IF 1.9 3区 医学 Q3 PSYCHIATRY Pub Date : 2024-07-31 DOI: 10.1159/000540319
George H Denfield, Evan J Kyzar

Background: Subjective experience is central to the nature of mental illness, yet it has not played a central role in most empirical approaches to psychopathology. While phenomenological perspectives in psychiatry have seen a recent resurgence, there remains a need for more detailed models of psychopathological processes based on explicit phenomenological and enactive foundations.

Summary: We present a framework derived from the Nested States Model (NSM) through which such phenomenologically-grounded models might be constructed. The NSM describes the dynamic structure of subjective experience as a system of nested states that reciprocally influence one another across hierarchical layers. Here, we show how the NSM provides a scheme for characterizing patterns of experience that comprise various psychopathological processes. We demonstrate the utility of this scheme both for clinical practice and for building our knowledge of psychopathological processes more broadly.

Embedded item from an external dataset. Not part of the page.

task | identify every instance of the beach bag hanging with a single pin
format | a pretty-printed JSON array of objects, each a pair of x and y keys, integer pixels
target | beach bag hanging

Key messages: The NSM can advance three aims that we see as critical for the lasting integration of phenomenological approaches to psychopathology within psychiatry. First, we show that the NSM provides a means for constructing clinical formulations and treatment considerations that center squarely on an individual's subjective experiences. Second, the NSM supplies a framework for organizing findings from clinical-phenomenological research that can guide the construction of broader phenomenologically-grounded models of psychopathological processes. Lastly, the NSM aligns our perspective on subjective experience with emerging perspectives on brain dynamics, helping to bridge phenomenological work with ongoing neurophysiological research.

背景:主观体验是精神疾病本质的核心,但在大多数精神病理学的实证研究中,主观体验并未发挥核心作用。虽然精神病学中的现象学视角近来再次兴起,但我们仍然需要基于明确的现象学和能动性基础,对精神病理学过程建立更详细的模型。摘要:我们提出了一个从嵌套状态模型(NSM)中衍生出来的框架,通过这个框架,我们可以构建这种基于现象学的模型。嵌套状态模型(NSM)将主观体验的动态结构描述为一个由嵌套状态组成的系统,这些嵌套状态在不同层次之间相互影响。在此,我们将展示 NSM 如何为描述构成各种精神病理过程的体验模式提供方案。我们展示了这一方案在临床实践中的实用性,以及在更广泛意义上增进我们对精神病理过程的了解方面的实用性:NSM 可以促进三个目标的实现,我们认为这三个目标对于在精神病学中持久整合精神病理学现象学方法至关重要。首先,我们表明 NSM 提供了一种方法,用于构建以个人主观体验为中心的临床方案和治疗方案。其次,NSM 提供了一个组织临床现象学研究结果的框架,可以指导构建更广泛的以现象学为基础的精神病理学过程模型。最后,NSM 将我们对主观体验的看法与新出现的大脑动力学观点结合起来,有助于将现象学工作与正在进行的神经生理学研究联系起来。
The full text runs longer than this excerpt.